Durable and Fault Tolerant
After deploying a migration, Rama begins iterating over your migrated PStates and re-writing migrated data back to disk. Like all PState reads and writes, this happens on the task thread, so there are no races. Rama does migration work as part of the streaming event batches and microbatches that are already occurring, so the additional overhead of background migration is minimal.
The rate of migration is tuned primarily via four dynamic options, two apiece for streaming and microbatching:
-
topology.stream.migration.max.paths.per.second -
topology.microbatch.migration.max.paths.per.second -
topology.stream.migration.max.paths.per.batch -
topology.microbatch.migration.max.paths.per.batch
With these options, you may tune the target number of paths for Rama to migrate each second, and limit the amount of migration work done in each batch. In our testing with the default dynamic option values, background migration work added about 15% and 7% task group load for streaming and microbatch topologies respectively, with one million paths per partition migrated in about 3 hours 15 minutes and 2 hours 45 minutes respectively (but this will depend on your hardware, append rate, and other configuration). If your Rama cluster has 128 partitions, this comes out to about 40M and 46M paths migrated per hour respectively.
Remember, Rama applications can be scaled up or down with a single CLI command, so if you need a little extra CPU to perform a migration or want to increase its rate, it’s trivial to do.
Migrations are done in a fault tolerant manner; they will progress and eventually complete even in the face of leader switches, worker death, and network disconnection issues, with no intervention from a cluster operator required.
Migration status details are visible in the UI, at the top-level modules page down through to the individual PState pages. If the monitoring module is deployed, detailed migration progress metrics are also available.
These three screenshots taken from the cluster UI of one of our test clusters show how migration status is surfaced at the module, module instance, and PState levels:



On an individual PState’s page, the PState’s schema, migration status, and collection of tasks undergoing migration are displayed:

If the monitoring module is deployed, then migration progress metrics are also available per-PState:

Once your migration completes, you are free to remove the migration from your source code and forget it ever happened.
Conclusion
Schema evolution is an inevitable part of application development.

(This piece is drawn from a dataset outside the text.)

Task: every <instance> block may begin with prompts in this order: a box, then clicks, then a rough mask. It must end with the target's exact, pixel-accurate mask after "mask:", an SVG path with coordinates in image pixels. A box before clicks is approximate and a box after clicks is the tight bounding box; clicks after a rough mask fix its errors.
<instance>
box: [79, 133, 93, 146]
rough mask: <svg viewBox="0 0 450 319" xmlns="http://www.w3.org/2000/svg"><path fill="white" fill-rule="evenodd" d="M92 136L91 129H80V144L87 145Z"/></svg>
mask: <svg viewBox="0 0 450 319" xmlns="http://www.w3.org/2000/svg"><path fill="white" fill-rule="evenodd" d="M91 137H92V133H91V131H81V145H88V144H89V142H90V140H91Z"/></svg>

Existing databases have varied levels of support for it: none at the low end, but even at the high end, SQL databases leave much to be desired in terms of expressivity, operational ease, and fault tolerance.
Rama was built with schema evolution in mind: with event-sourcing at its core, you’ll never “forget” anything once known, and you’ll always have the ability to derive new PState views from existing depot data.
With Rama’s new instant PState migration feature, the story gets even better: you now have the power to update your PStates’ schemas and data in-place, via the powerful programming language you’re already using, instantly and without any operational pain.
As always, we’re excited to see what kinds of novel applications are unlocked by this new leap forward in development ease.